Just finished staining the obelisk and it started to rain. . . .going to leave it out in the rain to see what happens.


----------



## ShadyHallows (Jun 14, 2006)

That looks incredible!


----------



## Ghostess (Aug 21, 2005)

Absolutely beautiful!


----------



## dave the dead (Jan 31, 2007)

good call about the rain. I'll bet you'll get natural distress patterns you never dreamed of (assuming it doesn't just wash off) 

Good looking stone!


----------



## spideranne (Jul 17, 2006)

The rain really left a nice effect. Love the pirate scull too!


----------



## Hellvin (Jul 6, 2008)

Nice trim work on the foam too. Can I assume that you used a table saw to get the nice cheek cuts? Two or three layers of a stain-n-wash finish will make it just like a real stone.


----------



## HalloweenZombie (Jul 22, 2007)

That's a great piece. Beautiful angles that aren't easily accomplished. Nice work.


----------



## Bloodhound (Oct 16, 2007)

Nice job on the stone! It look's fantastic.


----------



## Lotus (Nov 12, 2004)

Omg U Have To Make Me One


----------



## dynoflyer (Oct 8, 2006)

dave the dead said:


> good call about the rain. I'll bet you'll get natural distress patterns you never dreamed of (assuming it doesn't just wash off)

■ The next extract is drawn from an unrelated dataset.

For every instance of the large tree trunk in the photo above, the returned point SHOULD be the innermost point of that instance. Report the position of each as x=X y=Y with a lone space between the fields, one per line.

dave the 'weatherman' got it right. It rained REAL hard last night and took off way more than I expected, although it did create some interesting patterns. Now I'll just do it over following those patterns and then seal it. I'll post before and after shots.


----------



## phobophile (Mar 2, 2008)

Really nice work, and inspiring, thinking of doing an obelisk myself.


----------



## Lilly (Jun 13, 2006)

That turned out to be a good idea...good thinkin
looking forward to the new pics


----------



## dynoflyer (Oct 8, 2006)

Not being smart enough to quit while I'm ahead, I kept on tweaking it. Now, it's finished.

How to. . . . .first, gather the right supplies!









All done. 









Close up.


----------



## scream1973 (Dec 23, 2007)

Looks awesome


----------



## Johnny Thunder (Feb 24, 2006)

Very impressive and good job


----------



## spideranne (Jul 17, 2006)

The moss adds a great effect.


----------



## Bone Dancer (Oct 7, 2005)

nice job, like the epy too


----------



## smileyface4u23 (Apr 1, 2008)

Looks fabulous! I want one!!


----------



## Spooklights (Jul 4, 2006)

I agree with you; the right 'supplies' are essential for any haunt project. 
Nice work!


----------



## Lilly (Jun 13, 2006)

The finally looks great...

Great Job
shouldn't that beer bottle be a jug o rum while working on a pirate obelisk?
lol


----------



## Bloodhound (Oct 16, 2007)

You did a great job! that look's fantatstic.


----------



## dynoflyer (Oct 8, 2006)

Lilly said:


> shouldn't that beer bottle be a jug o rum while working on a pirate obelisk?
> lol


Arghhhh! Right ye be, matey!


----------



## Lady Nyxie (Aug 30, 2006)

Turned out very well indeed.


----------